Our JitJip solution will enable this type of small-scale manufacturers to decrease the risk of human-made errors or defects during manufacturing and assembly by:

  • Creating and implementing quality assurance processes, including:
    • Ensuring that the correct modules are included in the device (no missing components, no extra component added)
    • Verifying that the device meets environmental and waterproofness requirements
    • Verifying the proper installation of antennas
  • Tracking defects
  • Producing regular quality assurance reports and recommendations for further improvements.

POWERDECK

Quality of welding is essential in many industrial sectors. Today’s “AS-IS” process starts with manual parameters setting, proceeds with the actual welding activity and ends with a quality assessment and certification performed by human experts, often leading to rework in case of unacceptable anomalies.

The POWERDECK™ Action aims at exploiting the KITTS4SME functionalities for quality control, field data acquisition and analysis to build a data processing, augmentation, and knowledge transfer/classification pipeline for welding quality assessment and certification through an innovative distributed storage and ledger technology.

The project has been proposed by MYWAI S.r.l., one of Europe’s fastest growing Edge AI start-ups, together with SDG Studio, a specialized Industry 4.0 system integrator, to address the quality improvement needs of San Giorgio SEIGEN S.p.A., a world-leading provider of welding services in the power generation equipment manufacturing sector.

QAI4GFRPs

The QAI4GFRPs project combines the best of the digitalization platforms Edelog and KITT4SME. With Edelog, SMEs can easily model all their production processes, integrate them with IoT data, and capture all relevant production data. With the AIQuS module from KITT4SME, the data from Edelog can be analyzed and corresponding parameters for optimal production can be provided. To realize and validate the project in a real environment, the software company behind Edelog, Conclurer GmbH, and C.F. Maier Polimer-Technikai work together. C.F. Maier Polimer-Technikai specializes in the production of glass fiber-reinforced plastic parts. The production is mostly done by hand, and for optimal results, the expertise of the foremen and operators on one hand and optimal production conditions on the other are essential. The aim of the project is to use KITT4SME’s AI to improve the quality of production.

CongEcoQuali

The vision of this proposal is to enable SME-affordable (inexpensive, less interaction with domain experts and easy to deploy) process quality monitoring services, which consider product quality in the context of environmental friendliness and energy consumption, assuring so called eco-aware process quality, one of the key concept for realizing sustainable manufacturing.

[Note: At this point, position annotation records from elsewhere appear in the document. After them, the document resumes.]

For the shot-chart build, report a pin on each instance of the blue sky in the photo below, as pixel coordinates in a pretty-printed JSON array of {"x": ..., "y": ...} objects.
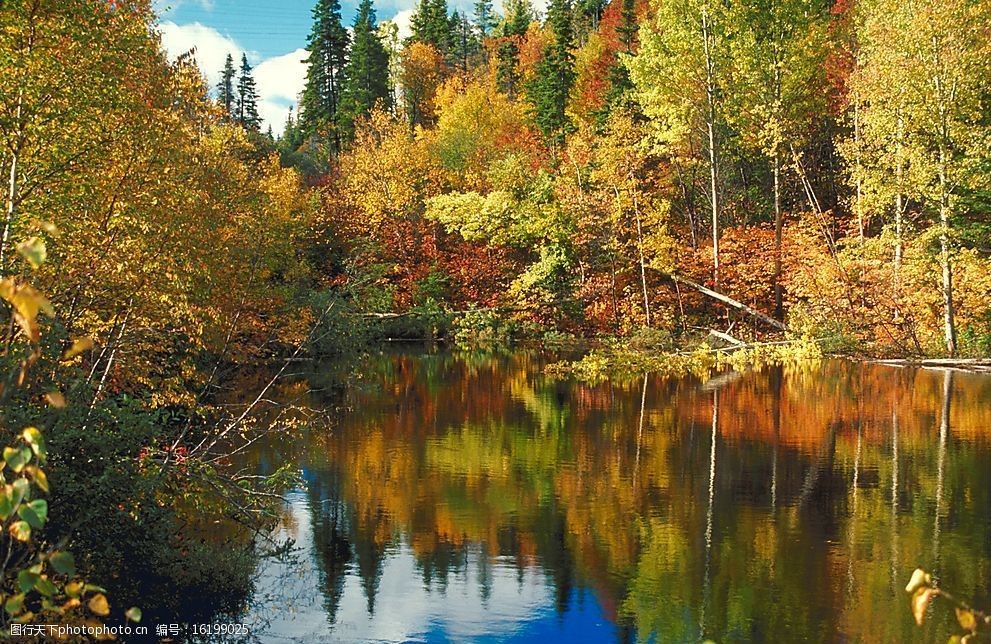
[{"x": 271, "y": 33}]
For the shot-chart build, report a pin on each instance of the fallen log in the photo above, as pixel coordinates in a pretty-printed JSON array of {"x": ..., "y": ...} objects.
[
  {"x": 726, "y": 337},
  {"x": 725, "y": 299}
]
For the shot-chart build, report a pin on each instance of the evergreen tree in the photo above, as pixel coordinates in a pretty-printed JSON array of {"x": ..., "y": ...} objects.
[
  {"x": 247, "y": 98},
  {"x": 368, "y": 68},
  {"x": 466, "y": 44},
  {"x": 549, "y": 90},
  {"x": 519, "y": 15},
  {"x": 430, "y": 25},
  {"x": 619, "y": 76},
  {"x": 484, "y": 18},
  {"x": 326, "y": 71},
  {"x": 225, "y": 88}
]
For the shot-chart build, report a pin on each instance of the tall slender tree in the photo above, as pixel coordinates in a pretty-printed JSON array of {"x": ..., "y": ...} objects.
[
  {"x": 326, "y": 72},
  {"x": 225, "y": 88},
  {"x": 515, "y": 23},
  {"x": 484, "y": 18},
  {"x": 367, "y": 71},
  {"x": 247, "y": 98},
  {"x": 923, "y": 79},
  {"x": 779, "y": 88},
  {"x": 431, "y": 25},
  {"x": 679, "y": 75},
  {"x": 549, "y": 90}
]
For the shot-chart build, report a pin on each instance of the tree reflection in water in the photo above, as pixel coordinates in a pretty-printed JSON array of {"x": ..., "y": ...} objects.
[{"x": 465, "y": 496}]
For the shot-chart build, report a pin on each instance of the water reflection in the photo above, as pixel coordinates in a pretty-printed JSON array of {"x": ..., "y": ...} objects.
[{"x": 471, "y": 498}]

Main goal is to develop, deploy and validate an AI-based software-hardware system for enabling a comprehensive monitoring, analysis and improvement of the eco-aware process quality in the manufacturing end user SME, with a very clear exploitation intension to offer that kind of the products/services for Europa-wide manufacturing SMEs.

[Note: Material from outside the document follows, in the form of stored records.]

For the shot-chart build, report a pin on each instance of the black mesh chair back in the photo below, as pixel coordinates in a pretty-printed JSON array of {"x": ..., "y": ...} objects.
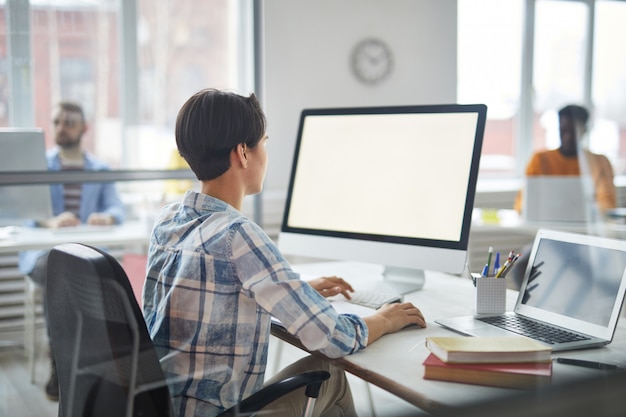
[{"x": 106, "y": 362}]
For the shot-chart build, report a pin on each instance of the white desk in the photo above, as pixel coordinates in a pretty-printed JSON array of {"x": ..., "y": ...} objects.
[
  {"x": 26, "y": 238},
  {"x": 394, "y": 362}
]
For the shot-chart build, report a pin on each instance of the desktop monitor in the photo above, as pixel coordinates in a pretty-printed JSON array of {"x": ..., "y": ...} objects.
[
  {"x": 23, "y": 150},
  {"x": 386, "y": 185}
]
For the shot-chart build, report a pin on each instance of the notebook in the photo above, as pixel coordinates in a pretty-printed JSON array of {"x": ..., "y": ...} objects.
[
  {"x": 558, "y": 199},
  {"x": 574, "y": 284}
]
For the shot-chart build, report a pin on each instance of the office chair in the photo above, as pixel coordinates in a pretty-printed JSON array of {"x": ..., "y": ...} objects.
[{"x": 106, "y": 362}]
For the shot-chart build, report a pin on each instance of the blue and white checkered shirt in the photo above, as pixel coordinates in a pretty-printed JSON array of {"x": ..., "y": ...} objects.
[{"x": 214, "y": 281}]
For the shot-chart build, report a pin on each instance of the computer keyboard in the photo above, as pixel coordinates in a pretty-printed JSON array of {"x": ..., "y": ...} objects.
[
  {"x": 533, "y": 329},
  {"x": 372, "y": 299}
]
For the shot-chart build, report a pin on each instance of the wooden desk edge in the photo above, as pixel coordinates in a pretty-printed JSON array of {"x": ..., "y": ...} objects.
[{"x": 422, "y": 402}]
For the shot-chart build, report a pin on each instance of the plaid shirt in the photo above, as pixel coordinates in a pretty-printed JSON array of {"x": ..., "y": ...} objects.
[{"x": 214, "y": 281}]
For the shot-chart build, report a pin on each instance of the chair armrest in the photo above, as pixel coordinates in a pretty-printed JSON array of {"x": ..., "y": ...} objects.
[{"x": 312, "y": 380}]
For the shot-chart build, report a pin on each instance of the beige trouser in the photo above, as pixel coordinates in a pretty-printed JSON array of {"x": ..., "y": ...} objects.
[{"x": 335, "y": 398}]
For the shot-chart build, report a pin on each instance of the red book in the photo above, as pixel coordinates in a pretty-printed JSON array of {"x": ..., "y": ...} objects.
[{"x": 508, "y": 375}]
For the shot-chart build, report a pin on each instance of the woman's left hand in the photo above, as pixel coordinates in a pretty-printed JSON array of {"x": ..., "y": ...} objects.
[{"x": 329, "y": 286}]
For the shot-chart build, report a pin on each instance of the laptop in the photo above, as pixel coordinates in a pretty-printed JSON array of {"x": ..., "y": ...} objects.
[
  {"x": 574, "y": 285},
  {"x": 554, "y": 198}
]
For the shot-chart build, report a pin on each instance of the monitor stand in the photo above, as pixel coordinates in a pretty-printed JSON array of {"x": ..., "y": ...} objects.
[{"x": 399, "y": 280}]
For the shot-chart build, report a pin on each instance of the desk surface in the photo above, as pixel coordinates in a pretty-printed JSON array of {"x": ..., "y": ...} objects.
[
  {"x": 26, "y": 238},
  {"x": 394, "y": 362}
]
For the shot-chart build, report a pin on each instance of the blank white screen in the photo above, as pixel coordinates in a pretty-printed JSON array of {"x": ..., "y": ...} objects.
[{"x": 384, "y": 174}]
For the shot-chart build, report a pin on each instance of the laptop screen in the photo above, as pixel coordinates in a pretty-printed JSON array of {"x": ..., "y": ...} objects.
[{"x": 577, "y": 280}]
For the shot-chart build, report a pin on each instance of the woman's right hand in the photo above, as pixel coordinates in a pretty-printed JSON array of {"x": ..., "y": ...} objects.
[{"x": 393, "y": 317}]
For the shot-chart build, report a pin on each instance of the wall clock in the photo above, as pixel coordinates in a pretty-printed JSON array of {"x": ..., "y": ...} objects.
[{"x": 371, "y": 61}]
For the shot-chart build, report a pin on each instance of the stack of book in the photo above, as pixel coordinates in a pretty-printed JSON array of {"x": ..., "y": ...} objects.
[{"x": 511, "y": 362}]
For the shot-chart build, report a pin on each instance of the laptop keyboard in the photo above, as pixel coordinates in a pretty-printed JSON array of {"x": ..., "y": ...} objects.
[{"x": 535, "y": 330}]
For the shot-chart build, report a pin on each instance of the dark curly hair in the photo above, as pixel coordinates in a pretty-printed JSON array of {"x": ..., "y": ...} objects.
[{"x": 211, "y": 124}]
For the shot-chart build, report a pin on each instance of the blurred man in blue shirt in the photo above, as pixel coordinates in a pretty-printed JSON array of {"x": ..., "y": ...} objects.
[{"x": 74, "y": 203}]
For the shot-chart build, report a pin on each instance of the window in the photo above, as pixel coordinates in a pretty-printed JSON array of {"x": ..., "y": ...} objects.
[{"x": 560, "y": 70}]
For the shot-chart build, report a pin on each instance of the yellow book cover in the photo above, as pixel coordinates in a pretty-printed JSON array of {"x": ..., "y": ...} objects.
[
  {"x": 519, "y": 375},
  {"x": 467, "y": 349}
]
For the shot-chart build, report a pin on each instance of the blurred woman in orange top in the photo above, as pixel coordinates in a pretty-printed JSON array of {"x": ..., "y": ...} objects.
[{"x": 565, "y": 160}]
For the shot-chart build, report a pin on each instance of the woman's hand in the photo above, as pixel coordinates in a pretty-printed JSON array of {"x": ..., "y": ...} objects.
[
  {"x": 391, "y": 318},
  {"x": 329, "y": 286}
]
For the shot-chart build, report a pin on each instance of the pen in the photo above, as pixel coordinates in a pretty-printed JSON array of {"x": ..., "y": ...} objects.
[
  {"x": 503, "y": 268},
  {"x": 510, "y": 265},
  {"x": 496, "y": 264},
  {"x": 589, "y": 364}
]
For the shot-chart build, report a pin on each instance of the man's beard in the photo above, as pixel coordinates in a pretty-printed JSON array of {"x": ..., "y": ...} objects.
[{"x": 67, "y": 142}]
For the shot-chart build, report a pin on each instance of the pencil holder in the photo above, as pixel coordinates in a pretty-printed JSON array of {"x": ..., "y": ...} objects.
[{"x": 490, "y": 295}]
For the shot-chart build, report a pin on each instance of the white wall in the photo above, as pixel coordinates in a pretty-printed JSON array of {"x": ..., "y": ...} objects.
[{"x": 307, "y": 46}]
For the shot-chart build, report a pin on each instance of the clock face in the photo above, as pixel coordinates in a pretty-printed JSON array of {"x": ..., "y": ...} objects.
[{"x": 371, "y": 61}]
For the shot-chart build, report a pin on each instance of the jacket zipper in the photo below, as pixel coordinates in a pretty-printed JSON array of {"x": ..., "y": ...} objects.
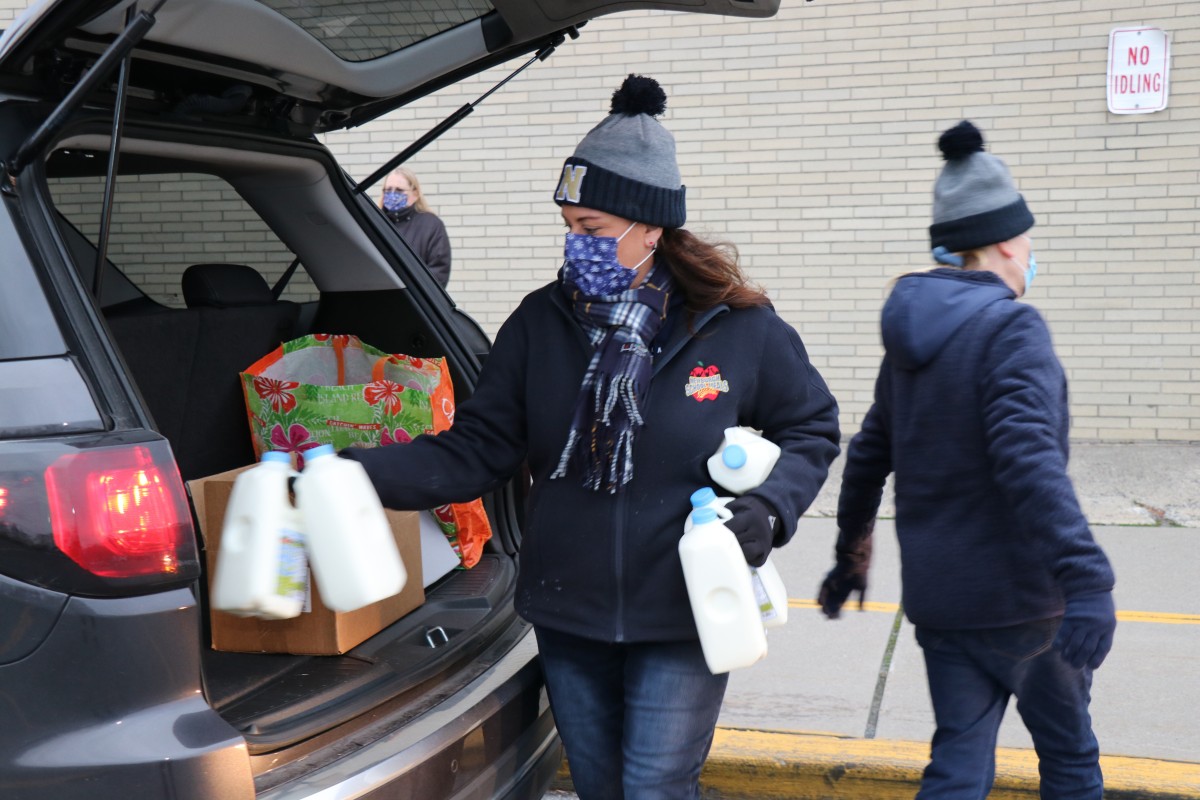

The focus will be on two main factors/waste of environmental footprint: Energy and Emission, measured in a non-intrusive way (without a direct intervention with machines), using external sensors (energy, air quality). This heterogenous data will be processed using advanced AI methods to develop comprehensive models of the process behaviour regarding eco-aware process quality.

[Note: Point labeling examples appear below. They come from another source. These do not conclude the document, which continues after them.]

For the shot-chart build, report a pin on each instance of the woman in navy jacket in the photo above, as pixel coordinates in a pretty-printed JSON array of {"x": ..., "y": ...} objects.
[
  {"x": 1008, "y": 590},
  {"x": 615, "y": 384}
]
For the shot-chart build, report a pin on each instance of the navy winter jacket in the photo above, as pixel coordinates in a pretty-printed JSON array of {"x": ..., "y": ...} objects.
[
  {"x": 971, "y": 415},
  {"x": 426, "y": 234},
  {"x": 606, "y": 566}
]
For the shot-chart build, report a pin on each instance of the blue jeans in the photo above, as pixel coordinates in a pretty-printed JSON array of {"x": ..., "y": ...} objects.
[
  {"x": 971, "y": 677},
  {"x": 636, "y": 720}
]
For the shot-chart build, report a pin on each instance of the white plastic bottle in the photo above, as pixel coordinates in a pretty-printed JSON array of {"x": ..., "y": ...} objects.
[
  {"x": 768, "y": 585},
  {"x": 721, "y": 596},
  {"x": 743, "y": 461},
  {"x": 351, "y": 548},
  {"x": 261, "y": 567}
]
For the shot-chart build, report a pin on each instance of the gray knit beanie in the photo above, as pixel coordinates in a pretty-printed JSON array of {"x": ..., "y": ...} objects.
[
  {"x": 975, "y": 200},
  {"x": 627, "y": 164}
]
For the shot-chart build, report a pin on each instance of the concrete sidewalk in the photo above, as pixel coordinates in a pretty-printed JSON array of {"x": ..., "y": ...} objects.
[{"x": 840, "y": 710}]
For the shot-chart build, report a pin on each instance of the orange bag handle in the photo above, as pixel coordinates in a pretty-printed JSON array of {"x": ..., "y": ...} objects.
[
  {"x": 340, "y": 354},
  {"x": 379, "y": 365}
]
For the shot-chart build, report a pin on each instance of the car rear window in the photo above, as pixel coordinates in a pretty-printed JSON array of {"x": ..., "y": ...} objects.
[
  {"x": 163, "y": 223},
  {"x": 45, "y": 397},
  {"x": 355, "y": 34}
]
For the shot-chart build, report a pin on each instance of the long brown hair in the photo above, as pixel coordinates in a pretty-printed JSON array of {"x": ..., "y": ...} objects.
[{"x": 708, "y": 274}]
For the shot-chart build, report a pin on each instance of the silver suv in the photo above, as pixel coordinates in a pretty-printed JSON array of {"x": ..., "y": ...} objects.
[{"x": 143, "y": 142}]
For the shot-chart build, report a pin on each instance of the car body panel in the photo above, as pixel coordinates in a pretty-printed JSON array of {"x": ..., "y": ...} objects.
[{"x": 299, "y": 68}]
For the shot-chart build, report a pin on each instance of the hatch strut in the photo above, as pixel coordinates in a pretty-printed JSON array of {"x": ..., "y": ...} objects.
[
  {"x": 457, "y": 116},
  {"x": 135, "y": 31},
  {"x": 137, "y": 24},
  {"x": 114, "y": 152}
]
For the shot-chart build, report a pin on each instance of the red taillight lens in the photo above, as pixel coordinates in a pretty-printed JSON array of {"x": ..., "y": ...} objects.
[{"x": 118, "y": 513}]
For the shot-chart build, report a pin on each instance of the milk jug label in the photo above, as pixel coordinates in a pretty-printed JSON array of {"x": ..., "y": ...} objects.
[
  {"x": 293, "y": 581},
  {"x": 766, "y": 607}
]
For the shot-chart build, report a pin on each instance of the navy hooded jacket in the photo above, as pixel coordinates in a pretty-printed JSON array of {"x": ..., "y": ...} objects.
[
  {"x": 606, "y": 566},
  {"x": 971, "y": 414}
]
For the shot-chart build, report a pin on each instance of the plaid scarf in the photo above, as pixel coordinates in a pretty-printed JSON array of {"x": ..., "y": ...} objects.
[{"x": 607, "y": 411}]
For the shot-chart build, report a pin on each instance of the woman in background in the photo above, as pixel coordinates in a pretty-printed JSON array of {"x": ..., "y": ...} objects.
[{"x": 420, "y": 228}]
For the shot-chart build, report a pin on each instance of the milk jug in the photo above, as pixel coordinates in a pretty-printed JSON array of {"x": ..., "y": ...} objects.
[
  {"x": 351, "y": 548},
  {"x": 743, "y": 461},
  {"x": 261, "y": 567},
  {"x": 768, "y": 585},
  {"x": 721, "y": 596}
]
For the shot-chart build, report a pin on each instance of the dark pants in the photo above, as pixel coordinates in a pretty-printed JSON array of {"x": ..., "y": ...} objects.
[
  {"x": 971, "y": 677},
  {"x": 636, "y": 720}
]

Outcome is an innovative KITT4SME-enabled (integrating KITT4SME AI for Quality Systems solution) system for monitoring and assuring eco-aware process quality in manufacturing SMEs, integrated in KITT4SME Platform and offered through RAMP Marketplace.

pArtIcle-QC

pArtIcle-QC is focused on the HMI human operator, can get feedback on detected defects with picture of the detected defect. Software part of solutions are algorithms and cloud UI platform where user can see production statistics, defects, defects rate and verify defects by reviewing and labeling them. By doing so user can improve the AI algorithm itself since labeled and reviewed data is used to retrain the AI models. Important thing to mention is that this solution can work in offline mode on the edge while having Internet connection to the cloud just adds value and enables solution to get better over time.